Tabula Smaragdina Hermetis
Die Weisheit und Aufgabe der Rosenkreuzer
Viel wurde über die Bruderschaft der Rosenkreuzer geschrieben, obwohl die geschichtliche Überlieferung wenig zu berichten weiß. Um uns der Spiritualität der Rosenkreuzer zu nähern, müssen wir uns ihrer Symbolsprache zuwenden. Eine besondere Stellung nimmt das Buch „Geheime Figuren der Rosenkreuzer“ ein, in dem durch einige Jahrhunderte entstandene Symbole der christlichen Spiritualität zusammenfließen. Jedes dieser darin enthaltenen Bilder drückt einen bestimmten Aspekt der menschlichen inneren Entwicklung aus. Das Zentrum der Sammlung bildet der Text der Tabula Smaragdina mit einem dazugehörigen Emblem, die zusammen den eigentlichen Erkenntnisweg der Rosenkreuzer darstellen.
In dem in arabischer Sprache abgefassten Buch „Sirr“ um das 7. Jahrhundert wird der Text zum ersten Mal aufgeführt und weist dessen Ursprung auf Appollonios von Tyana hin der die letzten Jahre seines Lebens mit dem ungefähr gleichaltrigen Johannes dem Evangelisten auf der Insel Pathmos lebte.
Die Reihenfolge der einzelnen Sätze und die darin überlieferten Aussagen lassen jedoch den Eindruck entstehen, dass wir in ihnen nicht den ganzen ursprünglichen Text vor uns haben.
Es ist wahr ohne Lüge, es ist gewiss auf's Allerwahrhaftigste!
Das Untere ist gleich demjenigen, das Oben ist. Und was Oben ist, ist gleich demjenigen das Unten ist, um das Wunder eines Einzigartigen Dinges zu Stande zu bringen.
So wie alle Dinge von dem Einzigen und durch seinen Plan gemacht sind, so entstammen alle geschaffenen Dinge von diesem Einzigen durch Adoption.

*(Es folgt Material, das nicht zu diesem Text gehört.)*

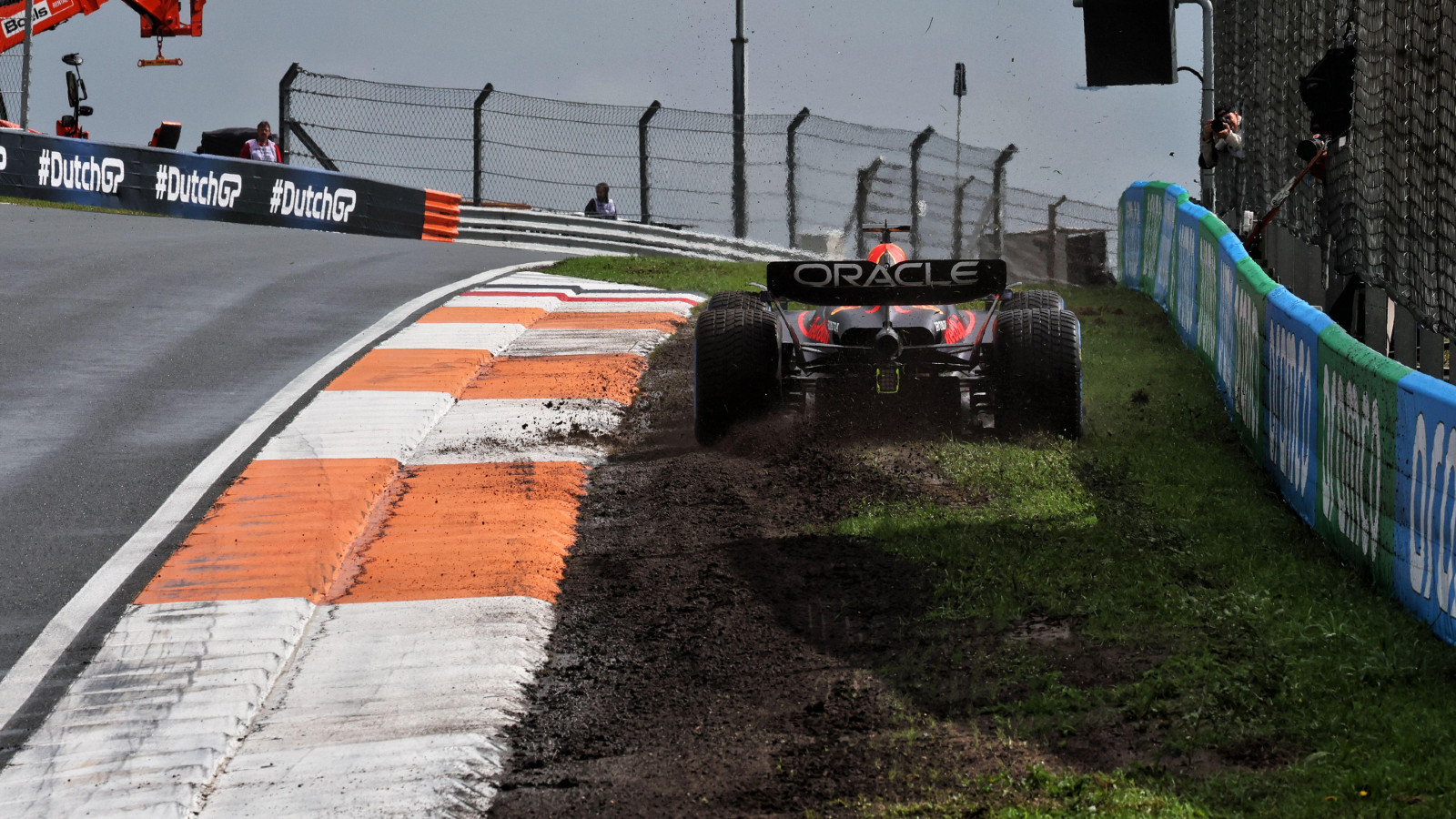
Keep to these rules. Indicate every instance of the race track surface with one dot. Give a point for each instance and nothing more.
(133, 346)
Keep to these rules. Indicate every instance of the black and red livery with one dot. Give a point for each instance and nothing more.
(890, 336)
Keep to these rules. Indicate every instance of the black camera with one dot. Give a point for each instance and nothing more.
(1310, 147)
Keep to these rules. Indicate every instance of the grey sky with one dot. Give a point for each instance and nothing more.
(858, 60)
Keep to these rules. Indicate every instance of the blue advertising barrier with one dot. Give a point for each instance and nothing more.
(1172, 197)
(1360, 446)
(1130, 234)
(1292, 405)
(1184, 308)
(1424, 562)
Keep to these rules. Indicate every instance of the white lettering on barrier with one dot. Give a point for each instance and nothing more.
(76, 174)
(1433, 515)
(1292, 398)
(324, 206)
(1228, 317)
(1187, 276)
(1247, 368)
(1165, 248)
(213, 189)
(1350, 468)
(1208, 296)
(1152, 234)
(1133, 242)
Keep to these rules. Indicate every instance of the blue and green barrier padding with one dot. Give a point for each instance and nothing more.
(1360, 446)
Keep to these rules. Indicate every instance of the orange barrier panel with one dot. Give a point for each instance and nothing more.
(414, 370)
(666, 322)
(523, 317)
(280, 531)
(472, 531)
(560, 376)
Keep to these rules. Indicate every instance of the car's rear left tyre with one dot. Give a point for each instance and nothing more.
(1033, 300)
(1038, 372)
(735, 370)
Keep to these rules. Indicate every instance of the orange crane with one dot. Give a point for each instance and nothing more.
(159, 19)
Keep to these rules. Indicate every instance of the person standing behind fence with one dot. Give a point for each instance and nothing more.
(602, 205)
(1220, 136)
(262, 149)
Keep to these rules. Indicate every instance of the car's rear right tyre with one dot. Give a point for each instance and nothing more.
(734, 300)
(1033, 300)
(735, 370)
(1038, 372)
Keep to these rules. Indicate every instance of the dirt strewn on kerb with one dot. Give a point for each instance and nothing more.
(713, 654)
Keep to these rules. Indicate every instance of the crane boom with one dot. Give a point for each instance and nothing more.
(159, 18)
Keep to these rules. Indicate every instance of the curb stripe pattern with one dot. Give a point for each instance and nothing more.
(349, 627)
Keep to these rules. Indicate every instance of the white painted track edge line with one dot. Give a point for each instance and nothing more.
(35, 663)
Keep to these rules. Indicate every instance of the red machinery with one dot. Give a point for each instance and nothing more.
(159, 19)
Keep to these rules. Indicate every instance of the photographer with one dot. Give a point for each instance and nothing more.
(1220, 136)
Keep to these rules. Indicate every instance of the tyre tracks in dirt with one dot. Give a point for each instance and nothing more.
(717, 647)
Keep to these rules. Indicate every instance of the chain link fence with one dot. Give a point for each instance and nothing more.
(1385, 210)
(813, 181)
(11, 63)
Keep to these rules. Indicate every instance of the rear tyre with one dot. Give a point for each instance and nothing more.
(735, 370)
(734, 300)
(1033, 300)
(1038, 372)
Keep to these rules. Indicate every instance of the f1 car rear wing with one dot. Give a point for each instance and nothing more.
(936, 281)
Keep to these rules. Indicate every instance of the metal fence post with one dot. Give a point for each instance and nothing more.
(866, 175)
(286, 109)
(1052, 238)
(790, 187)
(999, 200)
(957, 219)
(480, 137)
(644, 189)
(916, 146)
(740, 146)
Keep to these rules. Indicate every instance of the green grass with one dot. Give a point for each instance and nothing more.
(69, 206)
(1286, 672)
(1259, 675)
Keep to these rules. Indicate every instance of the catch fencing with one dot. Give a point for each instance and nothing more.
(813, 181)
(11, 65)
(1361, 446)
(1387, 210)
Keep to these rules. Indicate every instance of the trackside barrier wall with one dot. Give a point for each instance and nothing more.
(215, 188)
(1359, 445)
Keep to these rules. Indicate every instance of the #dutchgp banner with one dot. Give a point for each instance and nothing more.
(215, 188)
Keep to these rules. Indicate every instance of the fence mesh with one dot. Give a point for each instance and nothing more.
(1385, 208)
(551, 153)
(11, 63)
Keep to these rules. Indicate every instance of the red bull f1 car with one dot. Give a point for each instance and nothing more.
(890, 337)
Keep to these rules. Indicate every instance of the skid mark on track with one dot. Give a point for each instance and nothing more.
(349, 629)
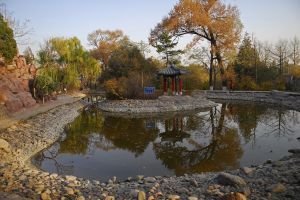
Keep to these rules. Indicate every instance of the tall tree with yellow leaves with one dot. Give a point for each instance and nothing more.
(104, 43)
(209, 20)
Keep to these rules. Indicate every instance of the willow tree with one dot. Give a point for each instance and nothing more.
(206, 20)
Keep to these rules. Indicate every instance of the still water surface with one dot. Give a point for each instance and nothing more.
(232, 135)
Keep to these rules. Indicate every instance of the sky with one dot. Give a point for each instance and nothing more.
(267, 20)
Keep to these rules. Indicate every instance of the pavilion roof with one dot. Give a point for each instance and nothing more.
(171, 70)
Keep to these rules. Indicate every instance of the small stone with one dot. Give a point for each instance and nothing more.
(141, 195)
(80, 198)
(69, 191)
(247, 170)
(194, 182)
(269, 161)
(133, 193)
(294, 151)
(229, 179)
(246, 191)
(173, 197)
(150, 179)
(139, 177)
(151, 198)
(110, 198)
(276, 188)
(5, 145)
(235, 196)
(71, 178)
(182, 190)
(45, 196)
(53, 175)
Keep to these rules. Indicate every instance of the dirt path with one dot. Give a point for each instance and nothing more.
(39, 108)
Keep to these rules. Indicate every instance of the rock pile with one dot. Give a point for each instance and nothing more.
(14, 87)
(160, 105)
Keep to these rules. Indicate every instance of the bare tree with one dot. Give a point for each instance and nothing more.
(280, 54)
(21, 29)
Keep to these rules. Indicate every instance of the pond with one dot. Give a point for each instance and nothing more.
(231, 135)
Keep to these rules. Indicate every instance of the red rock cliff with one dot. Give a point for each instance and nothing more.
(14, 85)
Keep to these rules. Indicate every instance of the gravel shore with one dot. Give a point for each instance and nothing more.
(161, 105)
(20, 180)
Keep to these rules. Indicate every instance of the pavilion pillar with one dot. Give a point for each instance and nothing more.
(165, 86)
(173, 85)
(180, 86)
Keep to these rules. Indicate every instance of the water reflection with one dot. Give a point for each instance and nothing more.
(224, 137)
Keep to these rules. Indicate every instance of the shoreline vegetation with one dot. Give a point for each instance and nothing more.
(272, 180)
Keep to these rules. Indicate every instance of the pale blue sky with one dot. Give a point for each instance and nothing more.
(269, 20)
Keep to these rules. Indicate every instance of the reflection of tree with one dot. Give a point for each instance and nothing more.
(78, 132)
(130, 134)
(222, 152)
(247, 116)
(51, 154)
(278, 123)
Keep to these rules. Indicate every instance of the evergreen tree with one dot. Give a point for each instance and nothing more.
(165, 44)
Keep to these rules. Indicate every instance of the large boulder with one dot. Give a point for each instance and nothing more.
(14, 87)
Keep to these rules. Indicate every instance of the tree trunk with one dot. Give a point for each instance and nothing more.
(211, 70)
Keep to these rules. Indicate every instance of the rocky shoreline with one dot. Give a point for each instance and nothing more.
(161, 105)
(289, 100)
(20, 180)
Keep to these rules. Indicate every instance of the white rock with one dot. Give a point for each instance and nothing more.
(5, 145)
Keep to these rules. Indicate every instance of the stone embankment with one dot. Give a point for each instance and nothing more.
(160, 105)
(286, 99)
(20, 180)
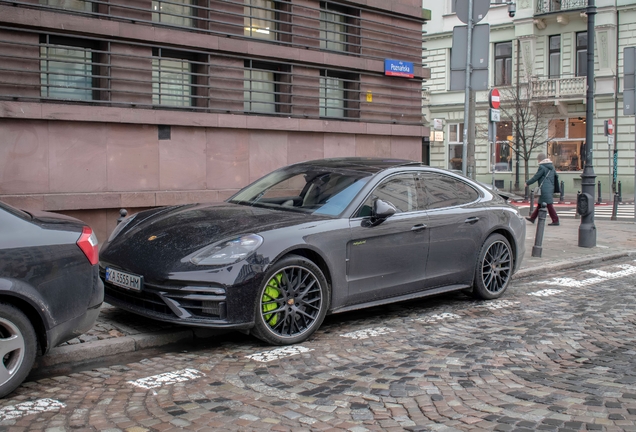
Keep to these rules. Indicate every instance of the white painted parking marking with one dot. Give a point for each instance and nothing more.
(545, 293)
(367, 333)
(39, 406)
(438, 317)
(278, 353)
(601, 276)
(168, 378)
(498, 304)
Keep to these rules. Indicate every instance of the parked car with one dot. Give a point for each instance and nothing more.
(50, 290)
(313, 238)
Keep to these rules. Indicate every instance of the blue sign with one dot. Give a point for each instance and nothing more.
(398, 68)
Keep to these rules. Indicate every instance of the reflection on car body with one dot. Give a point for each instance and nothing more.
(313, 238)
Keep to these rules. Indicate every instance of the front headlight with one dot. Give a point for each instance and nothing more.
(120, 226)
(228, 251)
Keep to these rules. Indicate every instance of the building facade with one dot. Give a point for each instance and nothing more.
(137, 103)
(537, 58)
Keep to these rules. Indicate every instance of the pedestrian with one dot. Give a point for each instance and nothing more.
(545, 179)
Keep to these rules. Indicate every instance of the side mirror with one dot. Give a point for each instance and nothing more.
(383, 209)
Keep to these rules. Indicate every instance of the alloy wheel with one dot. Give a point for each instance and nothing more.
(496, 267)
(291, 301)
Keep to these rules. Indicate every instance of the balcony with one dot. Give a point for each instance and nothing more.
(559, 88)
(550, 6)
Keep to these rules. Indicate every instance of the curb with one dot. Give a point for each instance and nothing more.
(74, 354)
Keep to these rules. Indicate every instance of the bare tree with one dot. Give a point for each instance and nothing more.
(530, 117)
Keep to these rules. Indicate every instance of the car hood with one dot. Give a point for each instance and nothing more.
(161, 238)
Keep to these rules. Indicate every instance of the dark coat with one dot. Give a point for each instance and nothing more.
(545, 171)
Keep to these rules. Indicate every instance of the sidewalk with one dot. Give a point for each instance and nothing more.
(120, 332)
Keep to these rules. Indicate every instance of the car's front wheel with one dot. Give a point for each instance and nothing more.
(494, 268)
(292, 302)
(17, 348)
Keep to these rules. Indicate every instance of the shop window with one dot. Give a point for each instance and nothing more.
(78, 5)
(266, 88)
(566, 147)
(503, 152)
(174, 12)
(67, 68)
(339, 95)
(173, 76)
(339, 28)
(503, 63)
(455, 146)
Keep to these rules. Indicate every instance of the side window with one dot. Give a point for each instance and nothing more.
(445, 191)
(399, 190)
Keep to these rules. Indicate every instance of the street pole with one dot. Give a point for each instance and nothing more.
(469, 69)
(587, 230)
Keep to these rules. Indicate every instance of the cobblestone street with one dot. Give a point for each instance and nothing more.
(555, 353)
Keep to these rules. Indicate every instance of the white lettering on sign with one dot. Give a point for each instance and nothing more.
(168, 378)
(20, 410)
(278, 353)
(366, 334)
(601, 276)
(438, 317)
(545, 293)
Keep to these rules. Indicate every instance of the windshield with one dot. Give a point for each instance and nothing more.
(304, 188)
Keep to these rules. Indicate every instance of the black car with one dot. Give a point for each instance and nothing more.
(50, 290)
(313, 238)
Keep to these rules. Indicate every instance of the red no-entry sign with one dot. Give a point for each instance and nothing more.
(493, 98)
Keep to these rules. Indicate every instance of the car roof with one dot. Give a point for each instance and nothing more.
(368, 165)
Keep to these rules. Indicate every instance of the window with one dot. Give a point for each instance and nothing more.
(66, 68)
(86, 6)
(502, 153)
(554, 64)
(581, 54)
(260, 16)
(175, 12)
(503, 63)
(455, 145)
(399, 190)
(339, 28)
(266, 88)
(339, 94)
(446, 191)
(173, 74)
(566, 147)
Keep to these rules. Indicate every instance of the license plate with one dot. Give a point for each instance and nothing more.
(123, 279)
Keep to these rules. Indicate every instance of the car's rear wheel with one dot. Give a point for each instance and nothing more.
(494, 268)
(292, 302)
(17, 348)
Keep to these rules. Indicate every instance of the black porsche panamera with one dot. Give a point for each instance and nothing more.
(314, 238)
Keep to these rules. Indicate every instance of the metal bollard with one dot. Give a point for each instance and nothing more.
(122, 215)
(576, 214)
(615, 208)
(538, 239)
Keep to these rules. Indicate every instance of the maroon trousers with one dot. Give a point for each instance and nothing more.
(551, 210)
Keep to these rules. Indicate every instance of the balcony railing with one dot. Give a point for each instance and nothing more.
(559, 87)
(547, 6)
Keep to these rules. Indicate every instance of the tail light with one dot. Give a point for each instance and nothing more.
(88, 244)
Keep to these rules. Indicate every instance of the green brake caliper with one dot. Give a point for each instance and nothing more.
(271, 293)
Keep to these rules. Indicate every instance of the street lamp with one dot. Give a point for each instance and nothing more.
(585, 203)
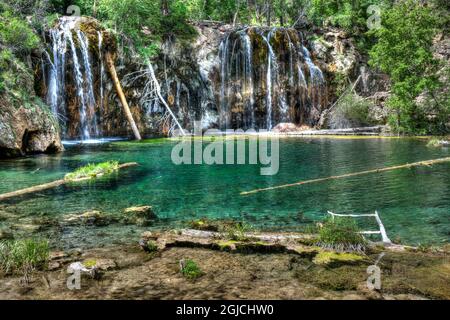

Sein Vater ist die Sonne, seine Mutter der Mond.
Der Wind hat es in seinem Bauch getragen.
Seine Ernährerin ist die Erde.
Es ist der Vater aller Vollendung der ganzen Welt und seine Tugend ist vollkommen.
Wenn es in Erde verwandelt worden ist, ist seine ganze Kraft beisammen.
Trenne die Erde vom Feuer, das Subtile vom Dichten, schrittweise und mit grossem Verstand.
Es steigt von der Erde zum Himmel und wieder zur Erde hinab und empfängt dabei die Kraft des Oberen und des Unteren.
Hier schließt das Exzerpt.